Tony Robbins offers a different way of looking at it. He says we fail because we lack resourcefulness. We don’t take advantage of the ultimate human resources, which are things like creativity, decisiveness, passion, honesty, sincerity, love. He says that if you apply enough of these resources, you can get any other resource on Earth.
How’s your energy level?
I would add to what Tony says by pointing out that deploying all those human resources requires human energy. If life is wearing you down, it’s nearly impossible to generate the energy you need to be creative and passionate and decisive.
We must take care of our bodies to have the necessary energy (enough sleep, healthy diet, etc.), but we also have to take care of our spirits, because that’s probably the most important source of human energy.
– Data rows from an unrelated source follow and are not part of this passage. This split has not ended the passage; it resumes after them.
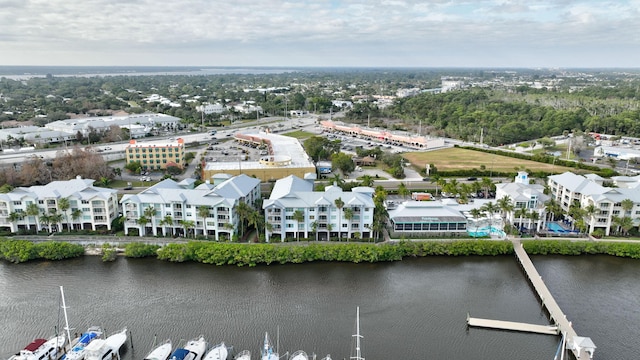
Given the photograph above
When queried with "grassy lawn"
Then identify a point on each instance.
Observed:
(299, 134)
(456, 159)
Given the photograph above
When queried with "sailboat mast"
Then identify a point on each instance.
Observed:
(66, 318)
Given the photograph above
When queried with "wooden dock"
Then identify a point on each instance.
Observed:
(575, 343)
(512, 326)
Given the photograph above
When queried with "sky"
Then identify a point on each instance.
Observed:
(321, 33)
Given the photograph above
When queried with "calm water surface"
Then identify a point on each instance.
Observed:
(410, 309)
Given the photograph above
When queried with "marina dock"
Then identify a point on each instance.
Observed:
(512, 326)
(581, 347)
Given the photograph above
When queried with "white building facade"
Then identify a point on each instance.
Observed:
(89, 207)
(321, 214)
(168, 207)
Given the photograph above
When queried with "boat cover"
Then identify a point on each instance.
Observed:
(87, 337)
(35, 344)
(179, 354)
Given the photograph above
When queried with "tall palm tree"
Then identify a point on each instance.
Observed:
(63, 206)
(14, 217)
(33, 210)
(298, 216)
(76, 215)
(150, 213)
(203, 212)
(339, 204)
(167, 220)
(142, 221)
(348, 215)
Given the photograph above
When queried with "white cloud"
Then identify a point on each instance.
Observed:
(307, 32)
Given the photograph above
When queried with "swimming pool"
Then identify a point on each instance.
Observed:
(555, 227)
(485, 231)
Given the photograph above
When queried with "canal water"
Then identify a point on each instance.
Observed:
(414, 309)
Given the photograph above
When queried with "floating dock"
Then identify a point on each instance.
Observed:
(512, 326)
(581, 347)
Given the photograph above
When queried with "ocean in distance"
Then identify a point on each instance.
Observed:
(415, 308)
(28, 72)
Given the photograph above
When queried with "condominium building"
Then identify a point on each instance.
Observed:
(169, 207)
(156, 155)
(585, 191)
(524, 195)
(85, 206)
(329, 213)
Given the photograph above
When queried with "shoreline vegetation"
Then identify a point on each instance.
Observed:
(19, 251)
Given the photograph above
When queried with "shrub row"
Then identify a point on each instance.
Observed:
(563, 247)
(18, 251)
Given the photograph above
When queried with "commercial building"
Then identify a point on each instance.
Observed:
(169, 207)
(331, 213)
(588, 192)
(87, 207)
(156, 155)
(285, 156)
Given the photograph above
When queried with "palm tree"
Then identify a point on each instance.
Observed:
(33, 210)
(167, 220)
(348, 215)
(403, 190)
(14, 217)
(63, 206)
(150, 213)
(339, 204)
(298, 216)
(203, 212)
(76, 214)
(476, 213)
(242, 210)
(142, 221)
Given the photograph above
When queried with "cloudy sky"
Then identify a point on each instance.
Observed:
(367, 33)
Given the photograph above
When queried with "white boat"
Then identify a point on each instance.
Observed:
(41, 349)
(218, 352)
(77, 351)
(106, 349)
(299, 355)
(192, 350)
(268, 353)
(243, 355)
(357, 336)
(160, 352)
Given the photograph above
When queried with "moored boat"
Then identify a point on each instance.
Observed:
(109, 348)
(160, 352)
(243, 355)
(192, 350)
(268, 352)
(41, 349)
(218, 352)
(299, 355)
(77, 351)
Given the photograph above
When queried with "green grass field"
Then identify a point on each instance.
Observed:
(457, 159)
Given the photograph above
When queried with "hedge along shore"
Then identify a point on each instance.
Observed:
(258, 254)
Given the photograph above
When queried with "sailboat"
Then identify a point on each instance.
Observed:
(268, 353)
(357, 336)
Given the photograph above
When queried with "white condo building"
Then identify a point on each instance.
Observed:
(320, 211)
(176, 204)
(569, 188)
(89, 207)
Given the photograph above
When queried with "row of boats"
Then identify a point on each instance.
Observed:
(93, 345)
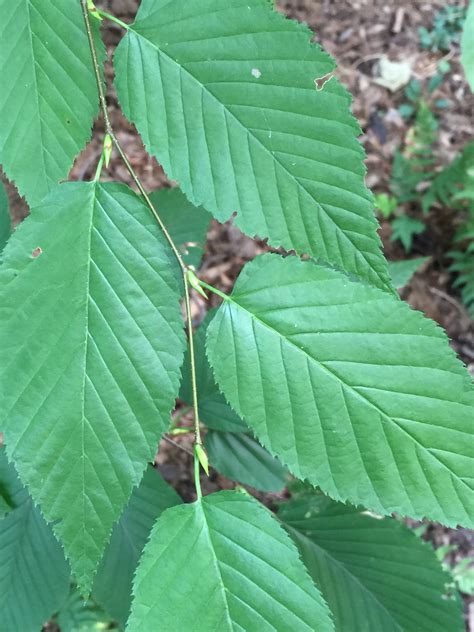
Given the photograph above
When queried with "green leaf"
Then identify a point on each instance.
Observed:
(241, 458)
(113, 584)
(91, 322)
(348, 387)
(186, 223)
(5, 219)
(467, 46)
(81, 615)
(375, 574)
(49, 100)
(214, 411)
(34, 576)
(402, 271)
(234, 568)
(225, 97)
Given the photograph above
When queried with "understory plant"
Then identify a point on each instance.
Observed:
(312, 369)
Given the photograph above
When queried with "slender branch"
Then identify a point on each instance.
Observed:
(109, 130)
(177, 445)
(214, 290)
(112, 18)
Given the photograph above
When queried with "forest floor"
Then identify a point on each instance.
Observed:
(358, 34)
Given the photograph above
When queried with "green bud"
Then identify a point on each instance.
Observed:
(202, 457)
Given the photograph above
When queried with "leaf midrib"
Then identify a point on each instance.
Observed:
(84, 365)
(206, 530)
(385, 416)
(250, 133)
(344, 568)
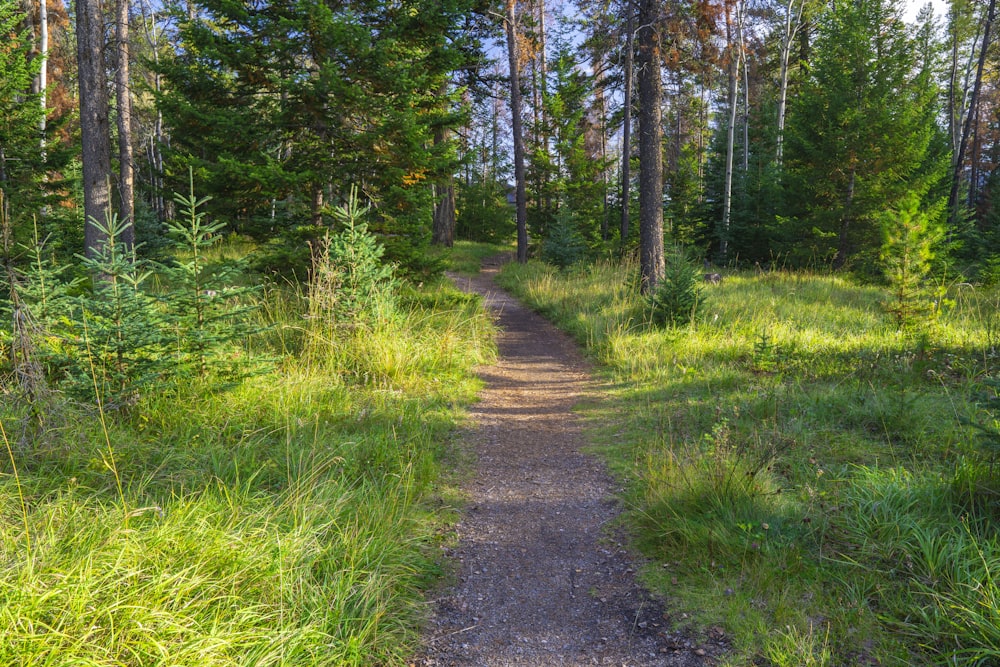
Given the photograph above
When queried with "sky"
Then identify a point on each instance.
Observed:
(913, 8)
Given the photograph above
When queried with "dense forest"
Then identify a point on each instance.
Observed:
(231, 372)
(755, 133)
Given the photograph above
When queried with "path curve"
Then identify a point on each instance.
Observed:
(541, 579)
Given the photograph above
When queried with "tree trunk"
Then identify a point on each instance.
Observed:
(650, 150)
(793, 21)
(627, 124)
(94, 131)
(126, 171)
(520, 195)
(843, 244)
(966, 128)
(443, 226)
(727, 192)
(443, 232)
(43, 70)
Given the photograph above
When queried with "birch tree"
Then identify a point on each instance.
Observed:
(651, 259)
(521, 194)
(94, 129)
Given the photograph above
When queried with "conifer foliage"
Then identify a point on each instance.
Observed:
(281, 107)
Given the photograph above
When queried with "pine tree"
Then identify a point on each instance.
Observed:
(862, 133)
(281, 108)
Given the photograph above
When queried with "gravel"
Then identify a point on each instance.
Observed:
(540, 575)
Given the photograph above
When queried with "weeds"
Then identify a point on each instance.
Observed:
(796, 467)
(287, 521)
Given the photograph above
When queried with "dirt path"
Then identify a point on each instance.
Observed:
(540, 579)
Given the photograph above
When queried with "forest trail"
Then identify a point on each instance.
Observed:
(540, 577)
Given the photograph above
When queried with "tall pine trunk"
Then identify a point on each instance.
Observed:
(973, 103)
(627, 124)
(43, 69)
(94, 130)
(126, 171)
(734, 77)
(521, 195)
(793, 21)
(650, 149)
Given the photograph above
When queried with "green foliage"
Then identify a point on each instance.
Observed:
(563, 245)
(204, 307)
(861, 138)
(20, 113)
(350, 284)
(679, 297)
(907, 250)
(285, 522)
(263, 102)
(116, 345)
(987, 424)
(799, 471)
(483, 213)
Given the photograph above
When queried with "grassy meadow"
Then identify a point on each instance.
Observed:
(804, 477)
(290, 519)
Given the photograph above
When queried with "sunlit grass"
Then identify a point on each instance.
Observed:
(288, 520)
(760, 443)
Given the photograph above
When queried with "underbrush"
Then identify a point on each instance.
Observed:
(286, 518)
(802, 473)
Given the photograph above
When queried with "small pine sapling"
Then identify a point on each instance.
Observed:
(206, 313)
(909, 236)
(350, 285)
(679, 296)
(564, 245)
(117, 347)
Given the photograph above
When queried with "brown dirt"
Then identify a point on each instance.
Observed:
(540, 576)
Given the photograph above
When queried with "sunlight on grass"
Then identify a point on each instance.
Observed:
(760, 443)
(286, 521)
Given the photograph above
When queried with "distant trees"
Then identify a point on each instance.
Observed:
(777, 129)
(281, 107)
(862, 134)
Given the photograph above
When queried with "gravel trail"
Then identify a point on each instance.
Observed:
(541, 578)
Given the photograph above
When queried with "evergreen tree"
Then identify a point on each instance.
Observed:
(280, 107)
(862, 133)
(20, 115)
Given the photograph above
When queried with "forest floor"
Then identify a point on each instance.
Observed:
(541, 573)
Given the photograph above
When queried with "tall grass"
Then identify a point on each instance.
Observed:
(287, 521)
(800, 471)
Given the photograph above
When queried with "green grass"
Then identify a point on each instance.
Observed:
(798, 470)
(287, 521)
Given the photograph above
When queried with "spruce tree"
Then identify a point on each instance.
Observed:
(862, 134)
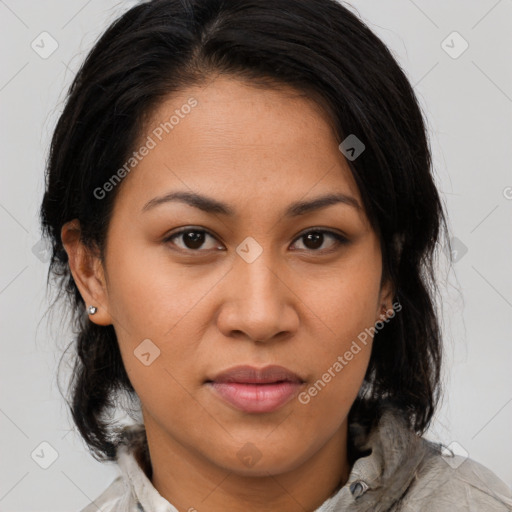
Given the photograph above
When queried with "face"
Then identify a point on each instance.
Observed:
(249, 276)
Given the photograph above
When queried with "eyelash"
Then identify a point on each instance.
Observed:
(339, 239)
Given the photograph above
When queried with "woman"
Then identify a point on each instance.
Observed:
(242, 210)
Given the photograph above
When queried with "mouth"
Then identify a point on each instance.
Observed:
(254, 390)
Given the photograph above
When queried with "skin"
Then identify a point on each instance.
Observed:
(298, 304)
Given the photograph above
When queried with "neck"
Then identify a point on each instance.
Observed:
(191, 482)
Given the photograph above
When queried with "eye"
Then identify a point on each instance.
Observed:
(315, 238)
(192, 239)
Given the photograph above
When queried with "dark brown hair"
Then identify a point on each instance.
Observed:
(320, 48)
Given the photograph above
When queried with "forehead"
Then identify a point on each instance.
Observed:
(243, 143)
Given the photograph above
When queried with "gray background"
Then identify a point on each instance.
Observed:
(468, 103)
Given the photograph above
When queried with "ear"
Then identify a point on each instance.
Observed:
(87, 271)
(385, 304)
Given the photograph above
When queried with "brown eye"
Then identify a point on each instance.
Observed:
(314, 239)
(191, 239)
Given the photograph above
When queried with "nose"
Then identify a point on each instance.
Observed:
(257, 301)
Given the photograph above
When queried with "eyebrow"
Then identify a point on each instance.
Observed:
(210, 205)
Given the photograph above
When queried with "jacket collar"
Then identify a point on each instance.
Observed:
(386, 458)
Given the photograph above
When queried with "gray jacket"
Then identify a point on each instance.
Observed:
(399, 472)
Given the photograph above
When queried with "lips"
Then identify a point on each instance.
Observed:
(256, 390)
(252, 375)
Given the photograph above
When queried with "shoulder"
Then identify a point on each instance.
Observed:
(110, 500)
(451, 482)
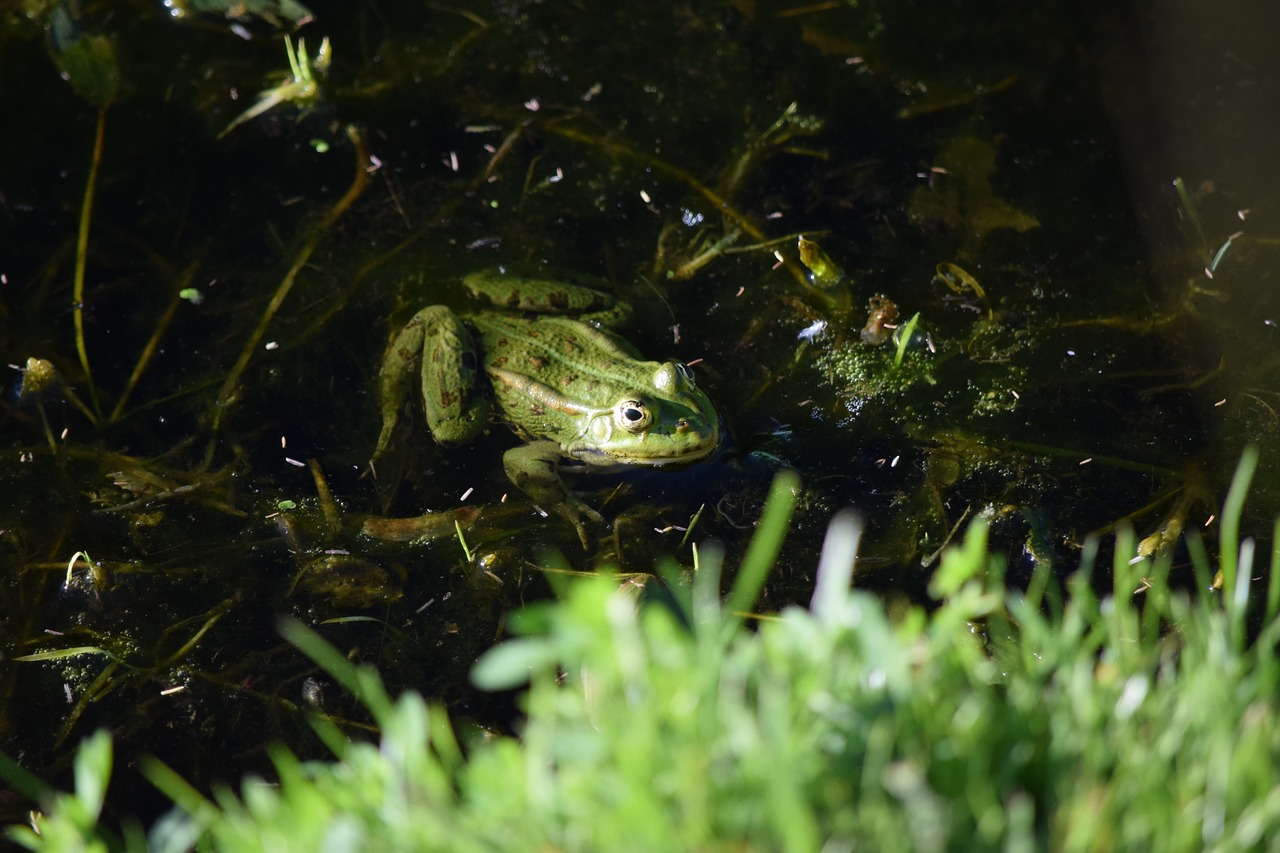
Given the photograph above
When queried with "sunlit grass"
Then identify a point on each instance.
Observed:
(1000, 719)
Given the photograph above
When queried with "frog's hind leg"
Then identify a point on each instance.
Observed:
(457, 409)
(438, 350)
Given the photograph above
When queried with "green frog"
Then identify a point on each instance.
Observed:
(539, 360)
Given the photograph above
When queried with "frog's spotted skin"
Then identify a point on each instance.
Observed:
(570, 388)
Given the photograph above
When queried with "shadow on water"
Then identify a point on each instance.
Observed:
(1009, 310)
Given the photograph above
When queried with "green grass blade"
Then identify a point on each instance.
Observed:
(767, 542)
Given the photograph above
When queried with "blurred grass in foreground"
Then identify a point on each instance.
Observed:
(1142, 720)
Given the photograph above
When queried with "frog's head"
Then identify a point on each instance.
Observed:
(667, 423)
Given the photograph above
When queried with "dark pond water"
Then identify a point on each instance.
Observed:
(1084, 354)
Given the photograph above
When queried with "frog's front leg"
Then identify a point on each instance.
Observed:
(437, 347)
(534, 469)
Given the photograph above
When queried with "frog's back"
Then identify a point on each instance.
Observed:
(576, 360)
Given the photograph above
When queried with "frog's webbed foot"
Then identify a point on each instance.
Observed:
(534, 469)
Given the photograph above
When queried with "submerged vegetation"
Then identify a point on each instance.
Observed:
(997, 719)
(903, 264)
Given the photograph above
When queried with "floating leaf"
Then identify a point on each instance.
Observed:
(86, 60)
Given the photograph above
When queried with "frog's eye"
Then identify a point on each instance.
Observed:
(632, 415)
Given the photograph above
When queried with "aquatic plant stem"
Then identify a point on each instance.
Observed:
(309, 246)
(82, 259)
(154, 342)
(684, 176)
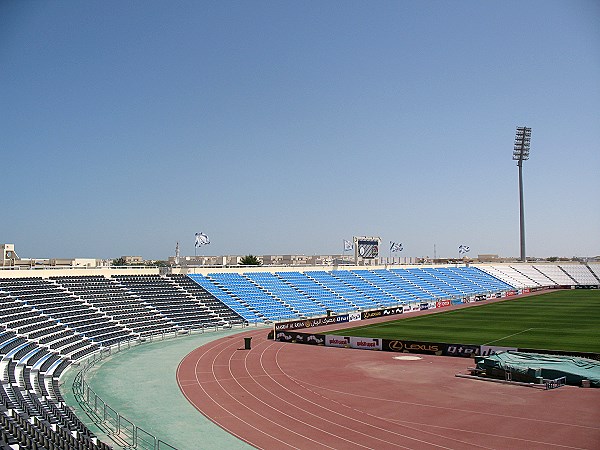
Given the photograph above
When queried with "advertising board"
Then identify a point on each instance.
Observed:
(332, 340)
(404, 346)
(309, 323)
(300, 338)
(365, 343)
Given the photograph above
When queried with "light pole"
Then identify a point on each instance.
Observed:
(520, 154)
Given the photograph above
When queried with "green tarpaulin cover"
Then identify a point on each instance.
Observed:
(531, 366)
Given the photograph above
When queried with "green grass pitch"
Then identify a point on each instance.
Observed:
(559, 320)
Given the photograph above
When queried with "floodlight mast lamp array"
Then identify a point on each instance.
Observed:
(520, 154)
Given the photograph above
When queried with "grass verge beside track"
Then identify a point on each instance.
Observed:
(561, 320)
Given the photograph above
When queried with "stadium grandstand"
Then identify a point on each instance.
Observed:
(53, 320)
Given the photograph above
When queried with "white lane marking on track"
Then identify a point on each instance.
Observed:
(361, 412)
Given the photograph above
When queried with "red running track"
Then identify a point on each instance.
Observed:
(280, 395)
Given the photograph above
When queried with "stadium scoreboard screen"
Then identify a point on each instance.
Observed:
(366, 247)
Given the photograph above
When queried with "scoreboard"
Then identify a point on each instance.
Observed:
(366, 247)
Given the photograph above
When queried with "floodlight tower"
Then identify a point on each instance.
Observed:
(520, 154)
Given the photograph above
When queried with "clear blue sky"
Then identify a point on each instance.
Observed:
(281, 127)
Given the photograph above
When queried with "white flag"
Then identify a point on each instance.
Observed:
(201, 239)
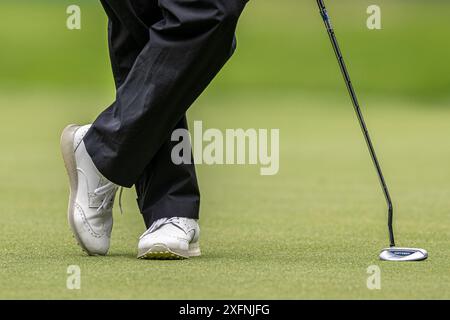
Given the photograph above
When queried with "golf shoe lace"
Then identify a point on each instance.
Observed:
(108, 191)
(179, 222)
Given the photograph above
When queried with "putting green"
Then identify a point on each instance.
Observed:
(309, 232)
(313, 230)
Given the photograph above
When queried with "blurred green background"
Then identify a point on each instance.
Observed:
(309, 232)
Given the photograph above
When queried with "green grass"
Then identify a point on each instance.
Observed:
(309, 232)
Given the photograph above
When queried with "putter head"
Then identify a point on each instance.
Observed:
(403, 254)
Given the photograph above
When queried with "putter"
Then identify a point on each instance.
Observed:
(392, 253)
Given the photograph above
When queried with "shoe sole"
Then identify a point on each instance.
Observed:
(162, 252)
(68, 154)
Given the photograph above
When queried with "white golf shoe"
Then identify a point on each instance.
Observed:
(174, 238)
(91, 195)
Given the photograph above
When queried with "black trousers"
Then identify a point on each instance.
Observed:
(164, 53)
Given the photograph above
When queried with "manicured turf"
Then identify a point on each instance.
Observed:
(309, 232)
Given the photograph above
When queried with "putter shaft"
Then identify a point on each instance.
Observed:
(351, 90)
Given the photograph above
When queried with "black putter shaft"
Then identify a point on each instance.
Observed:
(351, 90)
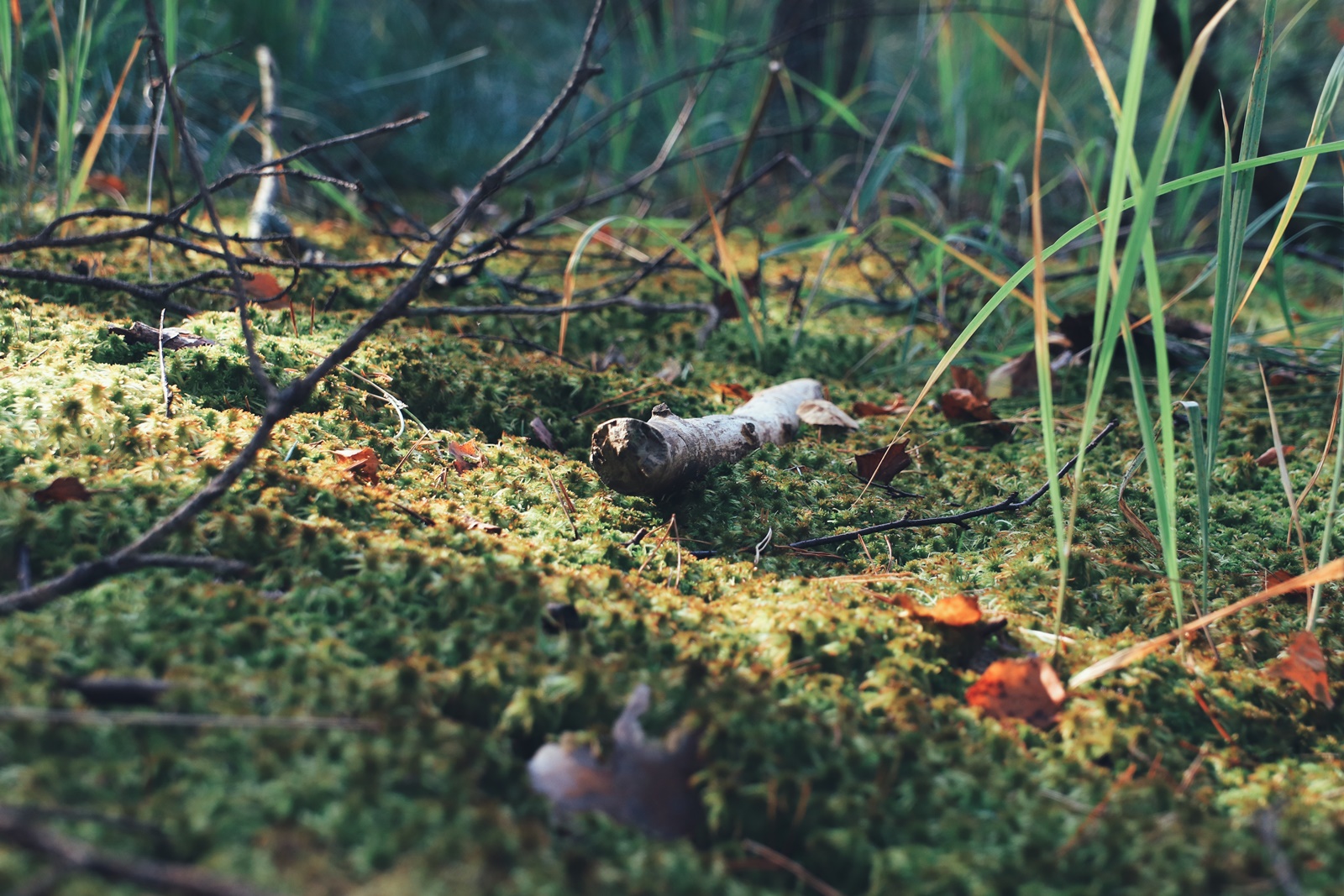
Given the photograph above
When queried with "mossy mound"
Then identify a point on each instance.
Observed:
(833, 725)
Meditating, journaling, reflecting, enjoying nature, cultivating gratitude, paying personal attention to the people in our lives – all these things help us reconnect with our spirit.
Out of curiosity… what do you love to do most? Whatever your answer, do more of this to feed your spirit without guilt. For instance, I recently had a conversation with a group of entrepreneurs, and I talked about my passion for golf. I then shared that I sometimes felt guilty while golfing. This feeling comes from the servant-leadership programmed into me, i.e., my passions should come last after my businesses, my family, my friends, my charities, etc. I realized, however, that pouring into my spirit things that I love, without guilt, made me a much better leader, father, boyfriend and friend.
This outlook changed my energy to truly serve.
Making time to feed our spirits daily, even if some days it’s only a few minutes, gives us the energy we need to take on our goals: creatively, decisively, and passionately.
Who do you spend most of your time with?
Your energy is also influenced by the people around you. Some people boost your energy, and some drain it. Do you socialize with people who inspire you?
Making changes may require changing your peers. Whenever possible, surround yourself with individuals who are where you want to be. Just imagine the progress you can make if you spend most of your time with people that are wealthier, healthier, and wiser than you.
Our egos want us to look for a small pond where we can be the big fish, but that’s a recipe for complacency. Don’t play small. Seek out people who motivate you and inspire you to keep pushing for progress.
Make the rest of 2023 a Great Year
If you can discipline yourself to look directly at your failures, you can learn the lessons buried in each attempt. Take those lessons to heart, and don’t give up on what you want.